Every writer should have a recorder in the shower and pen and paper in the toilet. Because you never know when a good word, a good sentence, good alliteration or good idea will come, and you have to put it on paper immediately. Or at least I do, with my consciously ever-worsening short-term memory.
It’s mental menstruation: you have to catch it as it’s starting, or you’ll end up with a bloody mess later.
So here I sit, one sock on and just bra and jeans (the day’s t-shirt still unselected), hair still shower-wet, screaming at my iBook to open Word faster (“For fuck’s sake, optimize my fonts later, I only need Times New Roman anyway!”) because if I don’t get it down, it will flow out immediately, the nuances lost, and like the difference between the first seconds of waking and five minutes later, the haze sets in, the significance is forgotten and the next Great Idea of Man is lost forever. Imagine if Hemingway had been a pothead instead of a drunk.

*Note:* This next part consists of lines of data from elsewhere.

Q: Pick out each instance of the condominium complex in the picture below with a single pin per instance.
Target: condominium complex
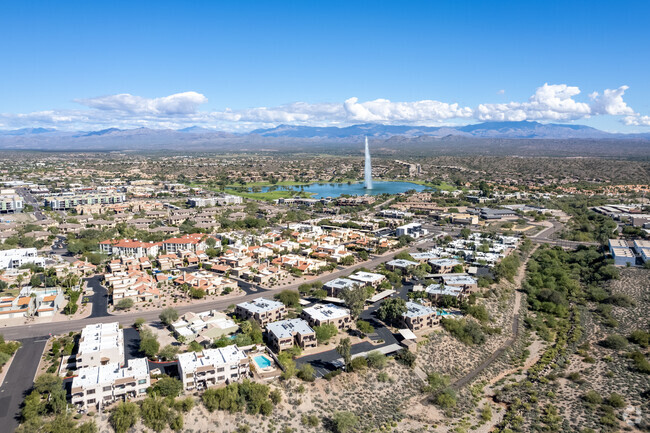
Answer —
(101, 385)
(15, 258)
(10, 202)
(263, 311)
(284, 334)
(418, 316)
(101, 344)
(69, 201)
(200, 370)
(328, 314)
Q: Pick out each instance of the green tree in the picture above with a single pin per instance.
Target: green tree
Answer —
(355, 299)
(167, 387)
(392, 310)
(124, 304)
(344, 421)
(345, 350)
(149, 344)
(290, 298)
(168, 316)
(306, 372)
(325, 332)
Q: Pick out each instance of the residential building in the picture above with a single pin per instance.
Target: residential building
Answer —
(10, 202)
(68, 201)
(12, 307)
(129, 248)
(263, 311)
(284, 334)
(335, 287)
(212, 367)
(101, 344)
(367, 278)
(15, 258)
(621, 252)
(328, 314)
(205, 326)
(418, 316)
(413, 230)
(97, 386)
(642, 247)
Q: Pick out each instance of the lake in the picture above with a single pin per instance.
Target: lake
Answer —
(322, 190)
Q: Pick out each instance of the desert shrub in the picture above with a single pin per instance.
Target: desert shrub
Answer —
(615, 342)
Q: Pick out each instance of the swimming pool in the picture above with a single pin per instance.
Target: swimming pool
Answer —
(262, 361)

I don’t really know where my bad memory comes from. Sure, I’ve been known to drink excessively and occasionally partake in illicit drugs (or as I like to call them, ill-tastic!), but nothing to the extent of significant brain cell loss. Perhaps it’s compensated for in my smell memory. Seriously. I have photographic (photoolfactory?) smell memory. I can smell a scent and tell you when and where I smelt it last. The other day, I sniffed and got my aunt’s elevator in Munich. I’ve smelt my grandmother often, but only in Poland. I’ve even gotten my parents’ house in Houston here once. I’m perfect with ex-boyfriend colognes. I guess that’s my superpower, though the jury is still out on whether or not I’ll be granted a costume for this (oh, please let it have latex).
But this is why I write, because actual memories are so fleeting. Because I can’t even remember what I did last week, much less a year ago or ten, unless I have thoughts and events recorded somewhere. The details fade; old cities, old lovers, it’s hard to remember the architecture of either sometimes. They disappear because I failed to write them down, to record them in some place more permanent than my mind. And all around this city I’m constantly surrounded by couples, holding hands around the Rynek, making out far too often on the Planty benches, and I wonder, are any of them going to remember this moment in twenty years? Or is history, even our own personal histories, a sketchbook of ordered events, left uncolored and unfinished?

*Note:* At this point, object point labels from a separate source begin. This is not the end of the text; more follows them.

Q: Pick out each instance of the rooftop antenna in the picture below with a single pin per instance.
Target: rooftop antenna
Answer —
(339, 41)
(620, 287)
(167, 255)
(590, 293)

Gombrowicz wrote “writing is nothing more than a battle that the artist wages with others for his own prominence.” Yes, we’re all attention whores, but what if the greater battle is with your own mind, or memory in this case? But maybe it’s just my bad memory that necessitates this urge to take up pen and scribble every facet down. Hopefully everyone else finds some other ways to remember their time in this city, because the world is already overflowing with writers, one sock on and half-naked, trying to get their ideas out for their audience of one.